The invention of the printing press in 1440 led to the spread of information around Europe. Seventy-seven years later, the publication of Martin Luther’s Ninety-five Theses plunged the continent into centuries of religious war. But this dissemination of ideas also led to the Industrial Revolution, which brought about extraordinary economic growth.
In the 2000s, big data has made huge progress in areas from baseball to betting, but still, entire sectors, from financial catastrophes to natural disasters, are not being predicted accurately.
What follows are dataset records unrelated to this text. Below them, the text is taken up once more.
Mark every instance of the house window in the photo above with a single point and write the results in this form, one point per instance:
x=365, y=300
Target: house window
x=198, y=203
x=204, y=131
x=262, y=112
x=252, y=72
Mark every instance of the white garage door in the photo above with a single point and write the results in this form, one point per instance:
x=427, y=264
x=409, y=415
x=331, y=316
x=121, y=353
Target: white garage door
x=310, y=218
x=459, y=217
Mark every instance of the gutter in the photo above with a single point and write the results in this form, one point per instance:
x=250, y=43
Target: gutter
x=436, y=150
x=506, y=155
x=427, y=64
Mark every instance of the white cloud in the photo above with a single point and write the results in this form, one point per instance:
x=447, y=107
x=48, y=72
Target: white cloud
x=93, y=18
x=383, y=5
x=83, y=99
The amount of data available makes it almost impossible for us to sort through it all, but if we begin to understand our natural biases, we can use the data to help us make better predictions.
Need to Know: Just as the printing press brought a wave of information that destabilized Europe but ultimately led to the Industrial Revolution, the rise of big data will bring a lot of bad information—noise—which we must learn to sift for the truth—the signal.
1: A Catastrophic Failure of Prediction
The financial crisis of 2008 was a result of a failure of prediction by the agencies who gave excellent ratings to securities known as collateralized debt obligations (CDOs), which included bad mortgages and were incredibly unsafe. The rating agencies profited from the abundance of CDOs, so they incentivized banks to continue producing more.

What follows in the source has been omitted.